[BUG]: Error stacktrace and Exception type not being set properly
Tracer Version(s)
1.70.0
Go Version(s)
go1.22.0
Bug Report
func recordErrorFromCtx(ctx context.Context, err error, markFailure bool, attrs ...attribute.KeyValue) {
if err == nil {
return
}
span := trace.SpanFromContext(ctx)
if markFailure {
span.SetStatus(codes.Error, err.Error())
}
span.RecordError(err, trace.WithStackTrace(true), trace.WithAttributes(attrs...))
}
But it is not adding any attributes to that span and neither am I getting proper stacktrace And by seeing the stacktrace that I am getting it seems like the it is overwriting the actual stacktrace with the otel's internal middlewares and interceptors and I am getting the stacktrace of the last executed function for each and every error
Reproduction Code
No response
Error Logs
No response
Go Env Output
No response
Can someone please guide me on this so I can debug this issue further and try to fix it It gets difficult to debug errors and panics without the proper and relevant stacktrace
Thanks!!
Hi @agentCalculator ,
Thanks for reaching out. It seems we may have overlooked the RecordError API when adding Opentelemetry drop-in support. I'm currently looking into alternatives and will update you once I have more information.
Hi @agentCalculator ,
Thanks for reaching out. It seems we may have overlooked the RecordError API when adding Opentelemetry drop-in support. I'm currently looking into alternatives and will update you once I have more information.
Hi @mtoffl01
The stacktrace is recorded within the SDK, and we get the stacktrace from the runtime. So it seems like we are getting this meaningless stacktrace because the sdk and the application are not in the same stack
Please let me know what alternatives are you looking into, I am also trying to debug and find some solution regarding this
Hey @agentCalculator ,
The stacktrace is recorded within the SDK, and we get the stacktrace from the runtime. So it seems like we are getting this meaningless stacktrace because the sdk and the application are not in the same stack
Just to make sure I'm following, we've identified two problems here, correct?

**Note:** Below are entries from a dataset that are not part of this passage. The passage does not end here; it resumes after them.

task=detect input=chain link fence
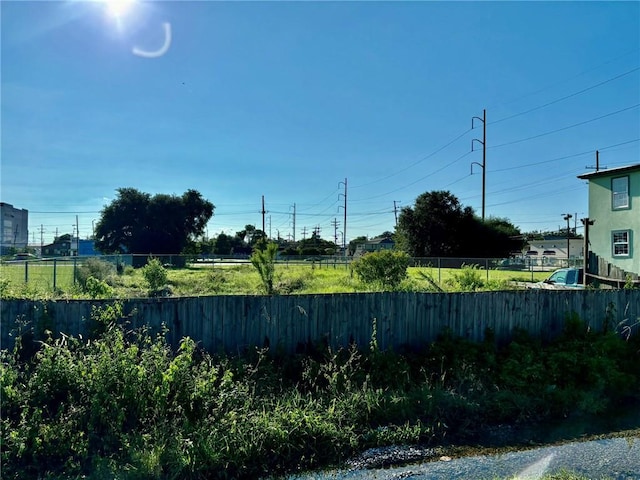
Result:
[0,255,583,291]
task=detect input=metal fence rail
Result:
[0,255,582,291]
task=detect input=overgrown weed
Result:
[5,303,640,479]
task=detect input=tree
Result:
[347,236,369,256]
[398,191,474,257]
[96,188,215,254]
[396,191,522,258]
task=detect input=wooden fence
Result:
[1,289,640,354]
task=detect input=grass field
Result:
[0,262,549,298]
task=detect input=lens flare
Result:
[104,0,134,19]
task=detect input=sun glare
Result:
[104,0,134,19]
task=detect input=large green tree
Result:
[397,191,474,257]
[95,188,215,254]
[396,191,522,258]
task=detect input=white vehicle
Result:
[531,268,584,290]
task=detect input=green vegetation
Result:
[351,250,409,290]
[142,258,167,297]
[0,303,640,479]
[0,260,548,299]
[251,242,278,295]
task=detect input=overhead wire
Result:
[487,103,640,150]
[351,128,472,188]
[488,67,640,125]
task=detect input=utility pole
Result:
[293,203,296,243]
[338,178,347,251]
[393,200,398,228]
[471,109,487,222]
[562,213,573,267]
[580,217,598,287]
[40,224,44,256]
[331,218,340,246]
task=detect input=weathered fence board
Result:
[0,289,640,353]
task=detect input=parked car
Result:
[13,253,37,261]
[531,268,584,290]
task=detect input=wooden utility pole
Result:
[338,178,347,251]
[393,200,398,227]
[580,217,595,287]
[562,213,573,267]
[471,109,487,222]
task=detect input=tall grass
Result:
[0,263,547,298]
[0,303,640,479]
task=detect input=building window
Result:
[611,177,629,210]
[611,230,629,257]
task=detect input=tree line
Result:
[95,188,525,258]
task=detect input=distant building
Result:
[523,237,584,266]
[354,237,396,257]
[0,202,29,255]
[78,239,100,257]
[42,234,75,257]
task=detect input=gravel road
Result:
[288,437,640,480]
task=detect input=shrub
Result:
[76,258,116,292]
[251,242,278,295]
[142,258,167,295]
[352,250,409,290]
[84,277,113,298]
[453,265,484,292]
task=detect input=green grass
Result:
[0,262,548,298]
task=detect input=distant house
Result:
[354,237,396,257]
[523,237,584,266]
[578,163,640,275]
[0,202,29,255]
[78,239,100,257]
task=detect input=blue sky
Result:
[0,1,640,248]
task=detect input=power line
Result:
[351,150,472,202]
[487,103,640,148]
[351,128,472,188]
[489,67,640,125]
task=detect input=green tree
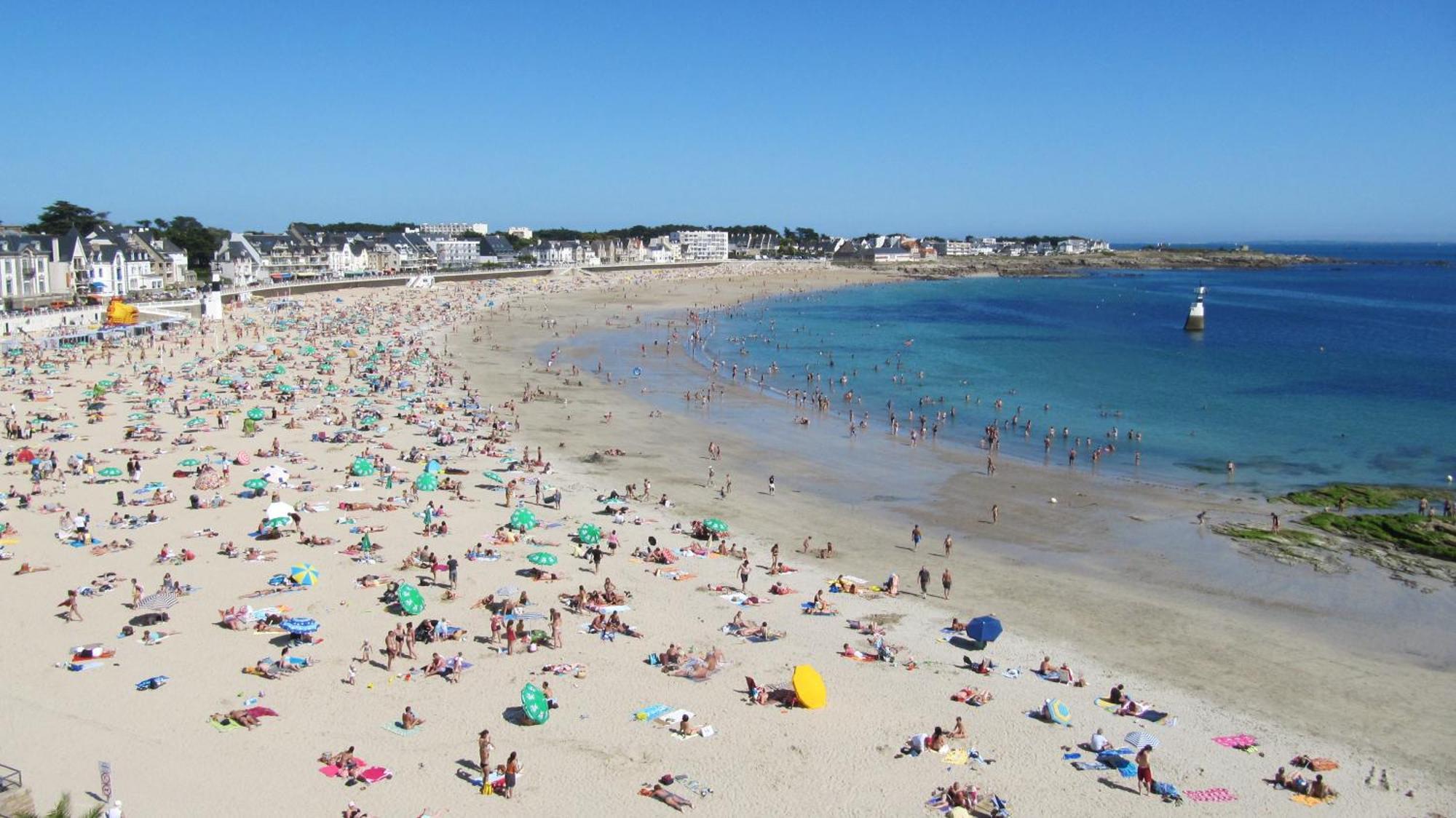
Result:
[156,215,229,269]
[15,793,103,818]
[26,199,111,236]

- The stack trace on a [grpc server?] span is not useful nor is it the stacktrace you'd expect
- Attempts to overwrite this meaningless stacktrace with a custom one via the RecordException API have no effect
Please confirm. Additionally, clarify the kind of error you expect to see -- I assume from your grpc server.
In the meantime, you can try the following to customize the error on the span, instead of the RecordException API:
Pass the span into the EndOptions function along with the tracer.WithError FinishOption, with your error. You can check out the example here -
ddotel.EndOptions(child, ddtracer.WithError(err)), where child just refers to the span.
Yes, both of the points mentioned by you are correct
Error messages are being recorded correctly but the type being assigned is errors.errorString for each
until then will try finish and endoptions functions but still I guess the stacktrace issue will persist as the runtime stack of the SDK and my service are different and stack framer are recorded runtime
@agentCalculator It seems the ddotel package is creating a new error using trace.WithError() inside span.End(), which uses the status description provided by the span.SetStatus with golang std errors package when otel status code is set to error, In your case status description is err.Error(), which explains why error.message is correct and why type is always being assigned to errors.errorString.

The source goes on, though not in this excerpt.